An aside is a device that playwrights and filmmakers use in order to reveal inner thoughts and judgments of characters directly to the audience. Asides are necessary, since the viewer has no immediate access to those thoughts and feelings other than hearing them spoken on stage. An aside reveals secrets that the character cannot share with others; it can also be a way for one of the characters to pass judgment on a main plot event.

In ancient Greek drama, the chorus fulfills this role by periodically passing judgment about the fate of the main characters. However, by the time of Elizabethan drama, the aside is the province of a single actor.
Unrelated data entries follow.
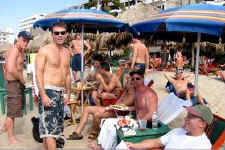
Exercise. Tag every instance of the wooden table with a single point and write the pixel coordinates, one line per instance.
(76, 102)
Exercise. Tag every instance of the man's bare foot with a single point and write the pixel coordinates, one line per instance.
(14, 141)
(2, 129)
(94, 146)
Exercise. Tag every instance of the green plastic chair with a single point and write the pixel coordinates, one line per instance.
(216, 132)
(3, 93)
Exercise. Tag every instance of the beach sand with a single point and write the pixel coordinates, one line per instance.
(210, 88)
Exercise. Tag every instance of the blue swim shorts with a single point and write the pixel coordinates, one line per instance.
(52, 118)
(76, 62)
(140, 65)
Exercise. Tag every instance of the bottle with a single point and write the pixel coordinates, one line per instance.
(154, 120)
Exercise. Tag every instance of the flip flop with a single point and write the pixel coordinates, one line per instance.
(2, 131)
(77, 120)
(75, 136)
(93, 136)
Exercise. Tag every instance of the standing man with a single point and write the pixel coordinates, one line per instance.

The aside is like another dramatic device, the soliloquy, but there are some key differences. For one thing, asides are brief, passing remarks, sometimes made by minor characters. Soliloquys are long speeches. And while an aside assists the audience in knowing things they would have no other way of finding out, they do not shed any new light on the characters who speak them.

An aside can also be found in novels with intrusive narrators, such an Henry Fielding’s narrator in Tom Jones or the narrator in Milan Kundera’s Unbearable Lightness of Being. These asides are occasions when the narrator explains to the reader directly why the characters has acted the way he or she does. In a sense, the narrator becomes like a minor character or Greek chorus, passing judgment on the scene as it transpires.

Examples of Aside

Aside Example 1. In Romeo and Juliet, Romeo appears during Juliet’s balcony soliloquy and asks, in an aside, “Shall I hear more, or shall I speak at this?”

Aside Example 2. In the Netflix series, House of Cards, Kevin Spacey’s character Frank Underwood occasionally addresses the viewer directly and delivers an aside.

Aside Example 3. Dante makes an aside in his epic, The Inferno: “If you are slow at this point, reader, to credit what I tell you, it will not be remarkable. For I who observed it, can barely allow myself to believe.”

Aside Example 4. This famous aside in Hamlet is spoken by title character about Claudius, “A little more than kin, and less than kind.”

Aside Example 5. Ferris Bueller comments in asides during the crazy escapades during the film Ferris Bueller’s Day Off.